Training a Parser: Error while Indexing BinaryRule
markfarrell opened this issue · comments
Hi,
Experiencing problems using the parser trainer. My goal is to train a parser with CRAFT's treebank for the biology domain; not sure if the layout of CRAFT's treebank is supported by epic or not. Tried to start out by training a parser on "smallbank" -- no luck. Any advice?
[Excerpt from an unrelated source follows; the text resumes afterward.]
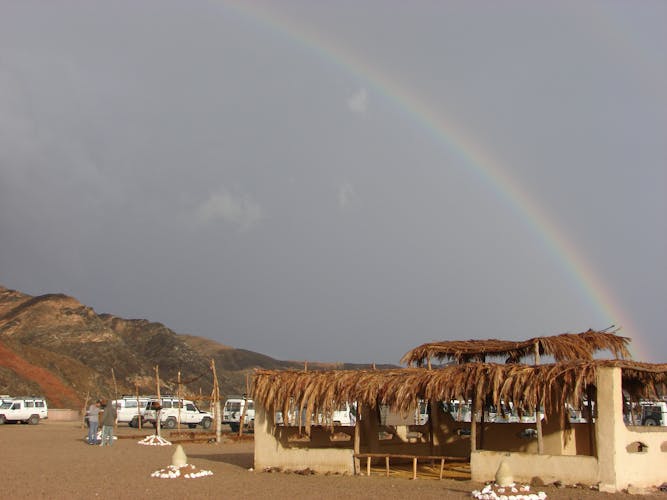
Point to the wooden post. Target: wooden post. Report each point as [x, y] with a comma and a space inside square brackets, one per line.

$ java -cp target/scala-2.11/epic-assembly-0.2.jar epic.parser.models.ParserTrainer \
--treebankType simple
--treebank.path "src/main/resources/smallbank"
--modelFactory epic.parser.models.SpanModelFactory
--cache.path constraints.cache
--opt.useStochastic true
--opt.regularization 1.0
[main] INFO epic.parser.models.ParserTrainer$ - Training Parser...
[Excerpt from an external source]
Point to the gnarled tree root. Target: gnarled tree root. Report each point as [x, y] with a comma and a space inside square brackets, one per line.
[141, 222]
Exception in thread "main" java.lang.RuntimeException:
error while indexingBinaryRule(VP[^SINV], VBN[^VP], PP[^VP]) to
BinaryRule(VP, VBN, PP)0
at epic.parser.projections.ProjectionIndexer$$anonfun$apply$5.apply(ProjectionIndexer.scala:115)
...
probably you ran it on a small corpus first? delete xbar.gr
I should get rid of the need for that file, but that should do it.
On Wed, Oct 8, 2014 at 12:13 AM, Mark Farrell notifications@github.com
wrote:
Hi,
Experiencing problems using the parser trainer. My goal is to train a
parser with CRAFT's treebank for the biology domain; not sure if the layout
of CRAFT's treebank is supported by epic or not. Tried to start out by
training a parser on "smallbank" -- no luck. Any advice?$ java -cp target/scala-2.11/epic-assembly-0.2.jar epic.parser.models.ParserTrainer
--treebankType simple
--treebank.path "src/main/resources/smallbank"
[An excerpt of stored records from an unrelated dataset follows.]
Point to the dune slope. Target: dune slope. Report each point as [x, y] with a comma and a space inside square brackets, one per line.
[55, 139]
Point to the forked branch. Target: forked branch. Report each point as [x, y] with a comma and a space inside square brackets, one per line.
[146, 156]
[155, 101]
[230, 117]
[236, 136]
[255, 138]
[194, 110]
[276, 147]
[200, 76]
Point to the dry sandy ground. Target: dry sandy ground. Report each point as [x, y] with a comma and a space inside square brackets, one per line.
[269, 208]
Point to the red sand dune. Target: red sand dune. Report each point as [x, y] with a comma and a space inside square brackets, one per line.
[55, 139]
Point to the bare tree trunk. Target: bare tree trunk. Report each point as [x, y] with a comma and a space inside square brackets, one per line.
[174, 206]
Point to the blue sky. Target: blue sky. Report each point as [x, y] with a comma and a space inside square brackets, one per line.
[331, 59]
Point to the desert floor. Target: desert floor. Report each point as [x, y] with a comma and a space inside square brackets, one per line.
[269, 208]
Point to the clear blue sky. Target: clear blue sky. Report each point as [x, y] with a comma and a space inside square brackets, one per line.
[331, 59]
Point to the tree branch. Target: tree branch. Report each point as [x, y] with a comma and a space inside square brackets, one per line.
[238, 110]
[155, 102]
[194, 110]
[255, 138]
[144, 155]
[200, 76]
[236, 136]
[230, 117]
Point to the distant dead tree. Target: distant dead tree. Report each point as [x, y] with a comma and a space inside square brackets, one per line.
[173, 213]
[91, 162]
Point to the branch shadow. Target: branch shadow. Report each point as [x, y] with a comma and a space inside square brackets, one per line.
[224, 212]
--modelFactory epic.parser.models.SpanModelFactory
--cache.path constraints.cache
--opt.useStochastic true
--opt.regularization 1.0
[main] INFO epic.parser.models.ParserTrainer$ - Training Parser...
Exception in thread "main" java.lang.RuntimeException:
error while indexingBinaryRule(VP[^SINV], VBN[^VP], PP[^VP]) to
BinaryRule(VP, VBN, PP)0
at epic.parser.projections.ProjectionIndexer$$anonfun$apply$5.apply(ProjectionIndexer.scala:115)
...—
Reply to this email directly or view it on GitHub
#16.
Oh, that seems to have worked. I can train the parser on "smallbank". Do you think it will be much work to train the parser on the CRAFT corpus? I believe it contains a collection of biology articles and a list of parsed sentences for each article.